Research Interests

The Hahn laboratory has developed systematic approaches to discover and characterize mutations that program cancer development in order to derive a deeper understanding of the molecular networks that lead to malignant transformation and to drive the translation of these findings into clinically useful therapeutics. By combining work in experimental cancer models with comprehensive analyses of patient derived tumors, the overarching goal of our research is the development of new types of clinical trials focused on targeting specific cancer targets in selected patients with embedded molecular endpoints.
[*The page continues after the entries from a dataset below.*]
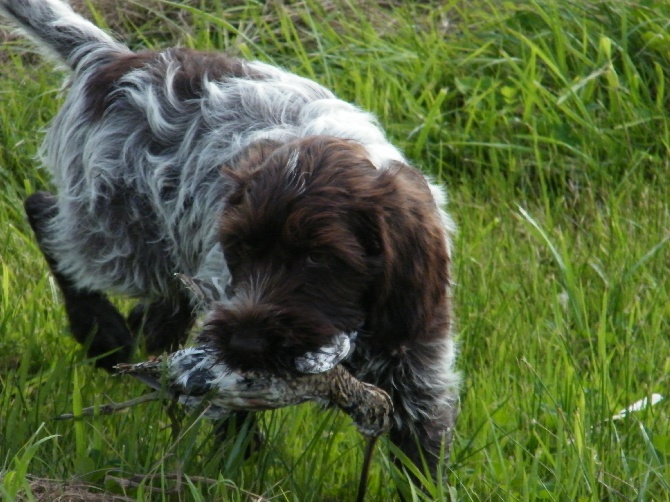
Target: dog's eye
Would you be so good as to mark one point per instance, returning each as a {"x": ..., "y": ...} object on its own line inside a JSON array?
[{"x": 317, "y": 258}]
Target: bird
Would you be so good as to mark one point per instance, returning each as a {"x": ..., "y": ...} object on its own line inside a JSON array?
[{"x": 198, "y": 379}]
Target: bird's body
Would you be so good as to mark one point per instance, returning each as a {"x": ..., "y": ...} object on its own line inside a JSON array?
[{"x": 196, "y": 378}]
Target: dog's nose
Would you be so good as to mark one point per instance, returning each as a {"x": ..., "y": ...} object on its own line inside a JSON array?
[{"x": 249, "y": 341}]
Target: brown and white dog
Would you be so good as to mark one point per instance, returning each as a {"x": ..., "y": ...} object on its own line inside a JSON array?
[{"x": 289, "y": 200}]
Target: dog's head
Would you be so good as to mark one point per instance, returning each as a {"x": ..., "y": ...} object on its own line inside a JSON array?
[{"x": 319, "y": 242}]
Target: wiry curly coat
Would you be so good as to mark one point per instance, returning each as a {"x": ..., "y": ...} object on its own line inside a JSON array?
[{"x": 244, "y": 174}]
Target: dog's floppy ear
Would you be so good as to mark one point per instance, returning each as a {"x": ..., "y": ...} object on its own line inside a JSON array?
[{"x": 409, "y": 300}]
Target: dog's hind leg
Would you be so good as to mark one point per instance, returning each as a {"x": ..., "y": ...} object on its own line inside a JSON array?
[{"x": 94, "y": 321}]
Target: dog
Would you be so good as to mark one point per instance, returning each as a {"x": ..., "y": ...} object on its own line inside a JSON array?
[{"x": 289, "y": 201}]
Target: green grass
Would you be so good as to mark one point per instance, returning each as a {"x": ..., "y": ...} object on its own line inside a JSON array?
[{"x": 547, "y": 120}]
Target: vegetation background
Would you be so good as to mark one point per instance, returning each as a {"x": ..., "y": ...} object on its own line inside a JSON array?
[{"x": 548, "y": 121}]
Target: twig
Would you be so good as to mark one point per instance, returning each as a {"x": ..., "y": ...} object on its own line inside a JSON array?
[{"x": 110, "y": 408}]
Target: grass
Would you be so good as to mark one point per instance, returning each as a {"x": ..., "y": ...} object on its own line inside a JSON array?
[{"x": 549, "y": 123}]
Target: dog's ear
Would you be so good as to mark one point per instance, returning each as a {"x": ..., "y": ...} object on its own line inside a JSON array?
[{"x": 409, "y": 300}]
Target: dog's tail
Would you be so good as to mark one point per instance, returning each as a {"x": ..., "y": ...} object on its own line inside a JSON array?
[{"x": 60, "y": 31}]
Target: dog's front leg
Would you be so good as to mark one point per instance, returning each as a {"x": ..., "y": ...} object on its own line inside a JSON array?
[{"x": 94, "y": 321}]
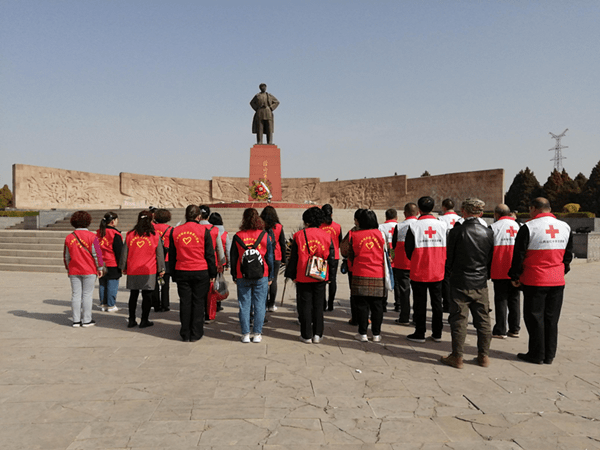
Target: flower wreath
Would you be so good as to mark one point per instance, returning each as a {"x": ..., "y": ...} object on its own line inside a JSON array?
[{"x": 257, "y": 189}]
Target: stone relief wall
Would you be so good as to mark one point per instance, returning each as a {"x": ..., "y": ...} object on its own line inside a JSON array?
[
  {"x": 372, "y": 193},
  {"x": 45, "y": 188},
  {"x": 145, "y": 190}
]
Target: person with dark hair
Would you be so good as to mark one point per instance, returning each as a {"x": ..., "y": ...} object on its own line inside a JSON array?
[
  {"x": 141, "y": 259},
  {"x": 335, "y": 230},
  {"x": 470, "y": 251},
  {"x": 310, "y": 292},
  {"x": 425, "y": 247},
  {"x": 541, "y": 258},
  {"x": 388, "y": 228},
  {"x": 111, "y": 243},
  {"x": 82, "y": 257},
  {"x": 160, "y": 298},
  {"x": 192, "y": 265},
  {"x": 401, "y": 265},
  {"x": 216, "y": 220},
  {"x": 344, "y": 251},
  {"x": 252, "y": 292},
  {"x": 507, "y": 302},
  {"x": 367, "y": 253},
  {"x": 275, "y": 230}
]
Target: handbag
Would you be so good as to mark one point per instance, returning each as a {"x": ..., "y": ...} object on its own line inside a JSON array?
[{"x": 316, "y": 267}]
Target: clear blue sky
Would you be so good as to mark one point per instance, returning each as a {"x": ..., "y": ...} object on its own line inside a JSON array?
[{"x": 367, "y": 88}]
Our prior work has addressed the regulation of cellular lifespan, both in normal and malignant human cells. Both cell cycle regulatory proteins and telomerase regulate replicative lifespan, and alterations in each of these mechanisms are commonly found in human cancers. Telomerase plays a key role in cellular immortalization; expression of telomerase in many cells is sufficient to achieve immortalization, a hallmark of cancer. Using telomerase to immortalize human cells, we have shown that such immortalized cells are now susceptible to transformation by the combination of oncogene activation and inactivation of tumor suppressor pathways in vitro. Using oncogenes, dominant inhibitors of tumor suppressor proteins, and telomerase, we have now created models of human breast, lung, prostate, and ovarian epithelial cancers of defined genetic constitution that recapitulate many of the characteristics of spontaneously arising human tumors. We are using these models to understand the molecular basis of specific cancer phenotypes including androgen independence in prostate cancer, invasion and metastasis.

In parallel to these studies, we continue to investigate the pathways perturbed by telomerase and SV40 small t antigen in human cell transformation. Our recent work in telomere biology focuses on a new function of telomerase in transformation distinct from its role in immortalization. In addition, we have shown that SV40 small t antigen contributes to transformation by perturbing the serine-threonine phosphatase PP2A, and we are studying the consequences of this interaction for transformation.

With our colleagues at the Broad Institute, we have developed genome scale tools to perform somatic cell genetics in mammalian cells. Specifically, my lab is a founding member of the RNAi Consortium (TRC), which is dedicated to the production, validation, and use of genome scale RNA interference reagents. Together with colleagues in the DFCI Center for Cancer Genome Discovery and Center for Cancer Systems Biology, we have created an integrated cancer genomics platform that combines whole genome methods in patient derived tumors with functional genomic validation studies in experimental models. Our recent pilot studies provide proof-of-principle evidence that these technologies are sufficiently mature to be deployed within the context of a translational effort to discover and validate cancer targets. Our goal is to use this platform to drive the development of new clinical trials focused on targeting specific cancer targets in selected patients with embedded molecular endpoints.